Perspectives contrastées

Selon fews.net, l’une des conséquences non-négligeables de la pandémie fut la forte baisse des transferts monétaires de la diaspora, à cause de la léthargie des activités économiques des pays d’accueils des migrants. Cette baisse des transferts fut importante dans les régions de forte émigration (Guidimakha, Gorgol, Assaba, les deux Hodhs et le Tagant) avec des conséquences néfastes sur l’accès alimentaire et des prévalences élevées de la malnutrition (Enquête SMART, UNICEF, Août 2021).

Les activités de la pêche industrielle tournée vers l’exportation ont aussi connu une baisse sensible à cause de la faiblesse de la demande dans les pays européens et asiatiques.

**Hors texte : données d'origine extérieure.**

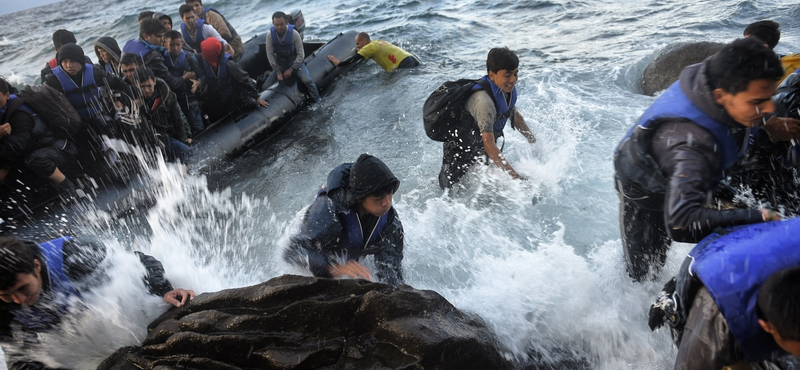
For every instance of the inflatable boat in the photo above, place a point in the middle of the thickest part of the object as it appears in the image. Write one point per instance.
(35, 203)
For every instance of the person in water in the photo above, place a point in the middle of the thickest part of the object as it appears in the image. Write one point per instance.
(285, 54)
(668, 164)
(736, 299)
(195, 31)
(184, 64)
(215, 19)
(226, 86)
(107, 50)
(388, 56)
(351, 217)
(26, 141)
(42, 284)
(60, 38)
(490, 107)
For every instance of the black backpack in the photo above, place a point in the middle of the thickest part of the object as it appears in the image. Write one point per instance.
(442, 112)
(53, 108)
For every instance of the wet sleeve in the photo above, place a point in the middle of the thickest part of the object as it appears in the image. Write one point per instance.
(707, 341)
(691, 167)
(318, 237)
(155, 281)
(482, 109)
(298, 47)
(389, 257)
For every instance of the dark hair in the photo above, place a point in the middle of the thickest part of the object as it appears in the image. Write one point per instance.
(280, 15)
(62, 37)
(741, 62)
(172, 35)
(16, 257)
(185, 8)
(151, 26)
(779, 302)
(146, 14)
(143, 74)
(501, 58)
(767, 31)
(131, 58)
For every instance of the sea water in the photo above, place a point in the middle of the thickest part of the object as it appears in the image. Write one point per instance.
(539, 260)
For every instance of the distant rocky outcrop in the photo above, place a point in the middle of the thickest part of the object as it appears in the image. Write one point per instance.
(665, 69)
(296, 322)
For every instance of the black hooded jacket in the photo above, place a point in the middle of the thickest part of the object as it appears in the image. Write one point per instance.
(323, 232)
(676, 164)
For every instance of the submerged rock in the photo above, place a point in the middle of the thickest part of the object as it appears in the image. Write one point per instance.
(669, 63)
(296, 322)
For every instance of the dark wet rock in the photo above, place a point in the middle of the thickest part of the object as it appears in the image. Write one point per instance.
(667, 66)
(295, 322)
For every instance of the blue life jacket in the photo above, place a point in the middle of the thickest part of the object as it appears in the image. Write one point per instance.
(194, 40)
(178, 67)
(733, 265)
(284, 50)
(355, 237)
(230, 27)
(674, 103)
(504, 108)
(61, 290)
(85, 97)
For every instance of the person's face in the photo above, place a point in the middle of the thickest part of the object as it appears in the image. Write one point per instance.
(155, 39)
(750, 106)
(4, 99)
(791, 346)
(360, 43)
(197, 6)
(72, 67)
(377, 205)
(190, 19)
(505, 79)
(148, 88)
(127, 71)
(280, 25)
(174, 46)
(103, 54)
(27, 289)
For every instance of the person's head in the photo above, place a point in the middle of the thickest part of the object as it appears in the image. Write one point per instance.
(145, 15)
(371, 186)
(362, 39)
(743, 77)
(779, 308)
(280, 22)
(152, 31)
(768, 32)
(20, 271)
(128, 65)
(197, 5)
(502, 66)
(145, 81)
(173, 41)
(211, 49)
(186, 12)
(71, 59)
(165, 20)
(63, 37)
(5, 92)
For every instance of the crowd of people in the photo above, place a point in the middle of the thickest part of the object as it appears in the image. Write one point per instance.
(673, 171)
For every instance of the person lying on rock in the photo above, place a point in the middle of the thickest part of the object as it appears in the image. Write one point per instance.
(351, 217)
(39, 284)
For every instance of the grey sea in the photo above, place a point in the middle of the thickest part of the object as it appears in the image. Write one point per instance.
(539, 260)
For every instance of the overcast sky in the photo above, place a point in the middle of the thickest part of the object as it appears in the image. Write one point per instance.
(11, 6)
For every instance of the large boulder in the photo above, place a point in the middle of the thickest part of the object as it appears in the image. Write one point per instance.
(296, 322)
(665, 69)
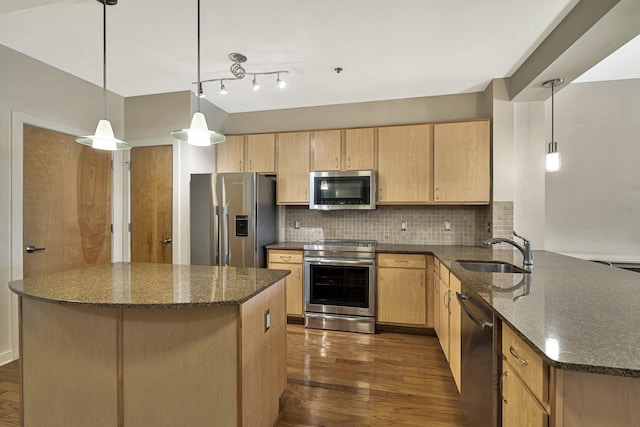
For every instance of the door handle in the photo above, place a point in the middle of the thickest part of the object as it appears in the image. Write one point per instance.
(31, 249)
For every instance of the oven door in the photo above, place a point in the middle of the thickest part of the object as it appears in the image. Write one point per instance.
(340, 286)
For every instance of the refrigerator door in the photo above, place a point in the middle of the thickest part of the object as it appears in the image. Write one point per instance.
(237, 193)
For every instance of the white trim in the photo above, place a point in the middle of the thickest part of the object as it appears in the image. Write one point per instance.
(18, 120)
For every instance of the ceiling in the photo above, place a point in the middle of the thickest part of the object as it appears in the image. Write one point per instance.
(387, 50)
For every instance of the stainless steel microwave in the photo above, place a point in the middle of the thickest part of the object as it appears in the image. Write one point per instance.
(342, 190)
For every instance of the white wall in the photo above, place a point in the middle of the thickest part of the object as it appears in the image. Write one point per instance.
(37, 93)
(593, 202)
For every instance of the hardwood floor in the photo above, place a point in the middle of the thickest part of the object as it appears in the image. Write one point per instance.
(387, 379)
(342, 379)
(9, 395)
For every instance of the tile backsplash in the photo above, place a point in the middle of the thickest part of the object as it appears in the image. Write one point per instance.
(425, 224)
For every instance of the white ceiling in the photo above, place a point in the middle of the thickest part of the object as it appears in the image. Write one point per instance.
(388, 50)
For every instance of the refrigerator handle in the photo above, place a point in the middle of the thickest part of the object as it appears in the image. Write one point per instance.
(216, 236)
(225, 231)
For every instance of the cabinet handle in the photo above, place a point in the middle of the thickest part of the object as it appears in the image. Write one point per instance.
(502, 377)
(514, 354)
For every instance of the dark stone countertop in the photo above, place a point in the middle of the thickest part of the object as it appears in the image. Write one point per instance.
(578, 315)
(139, 285)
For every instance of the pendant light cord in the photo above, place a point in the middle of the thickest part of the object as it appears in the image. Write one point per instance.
(104, 56)
(198, 95)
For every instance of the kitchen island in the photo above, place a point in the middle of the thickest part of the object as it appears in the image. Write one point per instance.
(130, 344)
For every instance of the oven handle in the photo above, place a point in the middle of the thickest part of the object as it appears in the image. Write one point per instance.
(340, 261)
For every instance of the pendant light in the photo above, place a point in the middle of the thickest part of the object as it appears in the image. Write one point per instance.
(103, 139)
(199, 134)
(553, 156)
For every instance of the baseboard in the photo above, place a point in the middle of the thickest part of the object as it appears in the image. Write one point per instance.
(6, 357)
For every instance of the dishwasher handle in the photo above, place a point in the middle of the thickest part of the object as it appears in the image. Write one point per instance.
(482, 323)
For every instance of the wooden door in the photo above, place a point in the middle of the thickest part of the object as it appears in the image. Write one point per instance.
(326, 150)
(359, 148)
(405, 164)
(261, 153)
(402, 296)
(461, 166)
(152, 204)
(293, 168)
(519, 407)
(66, 203)
(230, 154)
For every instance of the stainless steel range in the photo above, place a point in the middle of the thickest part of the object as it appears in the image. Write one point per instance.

La situation devrait cependant s’améliorer avec la reprise déjà perceptible de la demande dans les pays signataires de conventions de pêche avec la Mauritanie.

Une bonne reprise des activités économiques, notamment dans les secteurs tertiaires et informels, est plus que probable. On assiste à un retour des investissements, la régulation des flux externes et internes des denrées de première nécessité ainsi qu’une reprise des transactions financières et des flux de marchandises avec les pays frontaliers et les états d’Europe et d'Asie. L’inflation des prix des denrées de premières nécessite enregistrée sur les marchés depuis Septembre devrait donc se réguler.

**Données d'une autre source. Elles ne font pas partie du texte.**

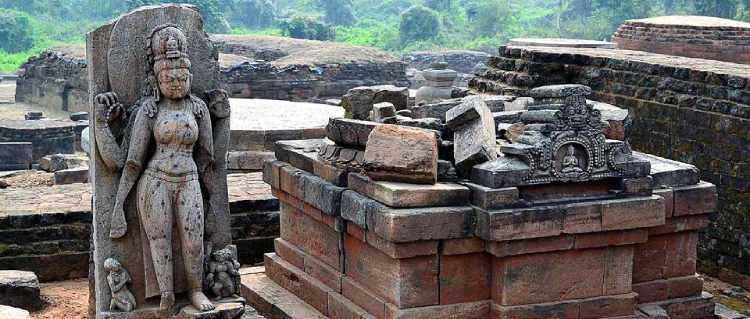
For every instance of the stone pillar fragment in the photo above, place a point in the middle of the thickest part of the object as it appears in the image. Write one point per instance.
(474, 127)
(401, 154)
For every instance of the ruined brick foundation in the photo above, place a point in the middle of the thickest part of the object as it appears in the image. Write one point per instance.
(690, 110)
(354, 248)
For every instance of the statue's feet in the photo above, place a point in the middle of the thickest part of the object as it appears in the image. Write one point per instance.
(200, 301)
(167, 300)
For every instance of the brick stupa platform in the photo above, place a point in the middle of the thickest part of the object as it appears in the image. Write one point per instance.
(688, 36)
(608, 247)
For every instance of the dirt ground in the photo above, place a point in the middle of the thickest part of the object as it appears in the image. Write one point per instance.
(16, 111)
(64, 300)
(26, 179)
(69, 299)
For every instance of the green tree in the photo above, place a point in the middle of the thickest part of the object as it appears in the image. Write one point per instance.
(439, 5)
(256, 14)
(419, 23)
(491, 17)
(339, 12)
(16, 31)
(210, 11)
(304, 27)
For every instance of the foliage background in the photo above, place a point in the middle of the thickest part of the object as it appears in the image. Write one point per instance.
(396, 26)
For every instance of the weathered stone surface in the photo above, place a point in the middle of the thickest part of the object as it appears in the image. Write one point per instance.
(398, 195)
(358, 102)
(270, 299)
(20, 289)
(72, 176)
(15, 313)
(474, 129)
(469, 310)
(348, 132)
(492, 198)
(47, 137)
(401, 154)
(16, 156)
(407, 283)
(79, 116)
(578, 274)
(382, 111)
(668, 173)
(57, 162)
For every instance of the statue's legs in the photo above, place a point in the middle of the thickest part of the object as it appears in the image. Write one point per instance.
(155, 210)
(189, 217)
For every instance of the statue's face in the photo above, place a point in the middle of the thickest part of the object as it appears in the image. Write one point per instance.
(220, 256)
(175, 83)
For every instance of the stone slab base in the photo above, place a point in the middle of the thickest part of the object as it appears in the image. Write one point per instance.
(227, 308)
(697, 307)
(273, 301)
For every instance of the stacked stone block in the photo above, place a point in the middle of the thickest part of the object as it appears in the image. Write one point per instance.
(56, 77)
(358, 248)
(303, 82)
(691, 110)
(695, 37)
(46, 137)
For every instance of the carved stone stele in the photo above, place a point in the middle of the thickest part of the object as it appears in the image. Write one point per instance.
(159, 138)
(562, 141)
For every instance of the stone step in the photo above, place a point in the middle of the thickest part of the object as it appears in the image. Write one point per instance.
(271, 300)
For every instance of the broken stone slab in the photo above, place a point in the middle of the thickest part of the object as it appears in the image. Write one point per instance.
(401, 154)
(75, 175)
(16, 156)
(33, 116)
(508, 117)
(474, 137)
(86, 141)
(723, 312)
(446, 171)
(510, 132)
(359, 101)
(57, 162)
(382, 111)
(20, 289)
(396, 194)
(13, 313)
(348, 132)
(669, 173)
(79, 116)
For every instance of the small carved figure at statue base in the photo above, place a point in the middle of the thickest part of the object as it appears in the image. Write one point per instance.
(118, 279)
(223, 276)
(570, 162)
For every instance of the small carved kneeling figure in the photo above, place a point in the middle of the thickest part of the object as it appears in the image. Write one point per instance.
(118, 280)
(222, 276)
(570, 162)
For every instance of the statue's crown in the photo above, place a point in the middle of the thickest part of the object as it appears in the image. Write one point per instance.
(168, 42)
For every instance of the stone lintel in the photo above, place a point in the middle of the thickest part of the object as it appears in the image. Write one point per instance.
(401, 195)
(572, 218)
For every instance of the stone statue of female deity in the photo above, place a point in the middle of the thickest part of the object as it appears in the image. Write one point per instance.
(169, 155)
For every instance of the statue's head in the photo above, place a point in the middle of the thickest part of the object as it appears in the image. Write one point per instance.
(170, 65)
(571, 150)
(112, 265)
(221, 255)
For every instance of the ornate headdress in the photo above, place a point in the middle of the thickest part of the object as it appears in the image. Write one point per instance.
(166, 46)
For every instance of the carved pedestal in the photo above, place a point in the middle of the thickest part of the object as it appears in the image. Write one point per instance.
(611, 248)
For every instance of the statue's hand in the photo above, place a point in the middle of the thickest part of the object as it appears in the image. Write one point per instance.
(107, 109)
(118, 224)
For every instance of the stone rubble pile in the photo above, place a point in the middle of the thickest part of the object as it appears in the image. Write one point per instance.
(556, 221)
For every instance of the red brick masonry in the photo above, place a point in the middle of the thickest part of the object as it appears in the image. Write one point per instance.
(531, 252)
(694, 37)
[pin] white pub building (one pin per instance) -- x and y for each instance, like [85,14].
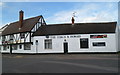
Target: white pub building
[33,35]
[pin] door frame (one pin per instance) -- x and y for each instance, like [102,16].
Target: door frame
[10,49]
[65,51]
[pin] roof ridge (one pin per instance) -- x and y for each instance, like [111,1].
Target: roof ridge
[26,19]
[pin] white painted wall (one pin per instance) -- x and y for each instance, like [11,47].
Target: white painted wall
[22,50]
[119,37]
[74,44]
[57,45]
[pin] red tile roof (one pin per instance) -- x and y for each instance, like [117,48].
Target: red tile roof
[28,24]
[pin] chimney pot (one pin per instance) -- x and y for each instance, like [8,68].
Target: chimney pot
[21,15]
[72,20]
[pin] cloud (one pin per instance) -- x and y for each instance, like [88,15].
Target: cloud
[1,4]
[60,0]
[87,13]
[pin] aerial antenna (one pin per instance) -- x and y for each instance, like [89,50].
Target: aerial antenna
[74,14]
[73,18]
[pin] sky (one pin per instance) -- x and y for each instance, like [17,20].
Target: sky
[60,12]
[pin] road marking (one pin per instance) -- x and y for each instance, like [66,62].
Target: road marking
[19,56]
[85,65]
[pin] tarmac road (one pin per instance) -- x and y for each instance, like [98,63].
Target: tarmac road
[60,63]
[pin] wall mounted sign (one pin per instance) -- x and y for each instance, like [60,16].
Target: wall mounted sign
[65,36]
[98,36]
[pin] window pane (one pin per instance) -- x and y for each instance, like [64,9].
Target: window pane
[27,46]
[5,47]
[84,43]
[14,47]
[99,44]
[48,44]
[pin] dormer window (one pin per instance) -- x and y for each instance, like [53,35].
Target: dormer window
[22,35]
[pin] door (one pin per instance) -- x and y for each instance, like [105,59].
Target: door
[36,46]
[65,47]
[84,43]
[10,49]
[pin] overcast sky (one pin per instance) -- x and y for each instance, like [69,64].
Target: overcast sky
[61,12]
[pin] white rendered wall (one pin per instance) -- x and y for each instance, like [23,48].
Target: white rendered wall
[74,44]
[57,45]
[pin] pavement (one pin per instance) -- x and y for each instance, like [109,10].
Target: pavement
[60,63]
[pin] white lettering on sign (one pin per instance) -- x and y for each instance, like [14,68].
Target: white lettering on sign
[65,36]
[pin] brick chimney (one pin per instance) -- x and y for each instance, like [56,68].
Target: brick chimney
[72,20]
[21,15]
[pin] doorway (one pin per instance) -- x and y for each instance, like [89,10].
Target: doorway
[65,47]
[84,43]
[10,49]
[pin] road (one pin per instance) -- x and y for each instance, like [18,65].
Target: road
[60,63]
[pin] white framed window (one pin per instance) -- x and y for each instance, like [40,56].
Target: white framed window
[98,44]
[22,35]
[27,46]
[0,48]
[5,47]
[20,46]
[14,47]
[48,43]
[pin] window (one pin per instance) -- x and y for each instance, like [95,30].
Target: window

Les ménages pauvres de la zone de cultures pluviales devraient vivre de leurs récoltes en cours, des ressources pastorales encore disponibles et des revenus des transferts, malgré la baisse des revenus issus du travail agricole et le déstockage préventif. Au niveau national, l’Insécurité Alimentaire Aiguë Minimale (IAAM, phase 1 de l’IPC) devrait prévaloir jusqu’en Janvier 2022. Entre Février et Mai, il est probable que « les ménages soient précocement plus dépendants des marchés avec des revenus inférieurs. Ce qui va dégrader leur pouvoir d’achat. Il est aussi probable que les déstockages d’animaux soient plus importants qu’en soudure typique car les éleveurs feront face à une situation plus difficile. En plus de leurs propres achats pour la consommation, ils devront aussi acheter plus d’aliments de complément (rakkal) pour le bétail et aussi dépenser plus pour soutenir la transhumance vers les pays voisins du Sud (Mali et Sénégal). Les moyens d’existence vont donc se dégrader et les pauvres resteront exposés à l’Insécurité Alimentaire Aiguë au Stress (IAAS, phase 2 de l’IPC) de Février à Mai ».